Andrew Friedman, managing director of crisis communications at Orchestra, said he’d advised many clients through family drama. “Going public,” he said, should be a “last resort.”

He’s also warned clients that using social media to air grievances opens a can of worms. “Nuance is not welcome in social-media feeding frenzies,” Friedman said. “Sensational and unusual details will overshadow the central issue.”
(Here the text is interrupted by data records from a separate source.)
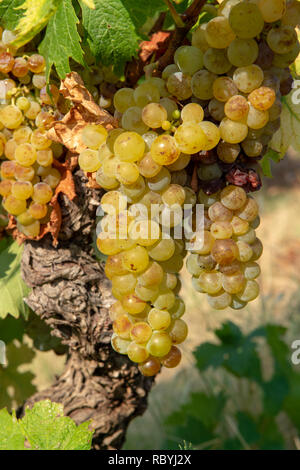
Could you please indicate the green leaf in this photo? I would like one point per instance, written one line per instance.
(289, 132)
(11, 436)
(12, 379)
(265, 162)
(11, 12)
(62, 40)
(35, 16)
(46, 428)
(12, 287)
(111, 32)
Brooklyn, the eldest of the Beckhams’ four children, has built a following in his parents’ image, though without the benefit (or burden) of a steady career.

He’s worked as a model, photographer, cooking-show host and most recently founded a hot-sauce brand. Brooklyn and Nicola went public with their relationship in 2020 and married in a lavish 2022 ceremony at her family estate in Palm Beach, Fla.

Rumors of a family feud flared almost immediately after the wedding, including whispers about the fact that Nicola didn’t wear a dress made by her fashion-designer mother-in-law.

Brooklyn on Monday recounted further grievances related to a mother-son dance and the seating chart. In the months and years that followed, celebrity journalists and fans closely tracked both generations of the family, looking for cracks in the relationship.

But official dispatches from Beckham World suggested that things were just fine. In a scene from the final episode of David’s Netflix series, the Beckham family, including Brooklyn and Nicola, joke around on a visit to their country home. It’s a picture of familial bliss.

“We’ve tried to give our children the most normal upbringing as possible. But you’ve got a dad that was England captain and a mom that was Posh Spice,” David says in voice-over.

“And they could be little s—s. And they’re not. And that’s why I say I’m so proud of my children, and I’m so in awe of my children, the way they’ve turned out.”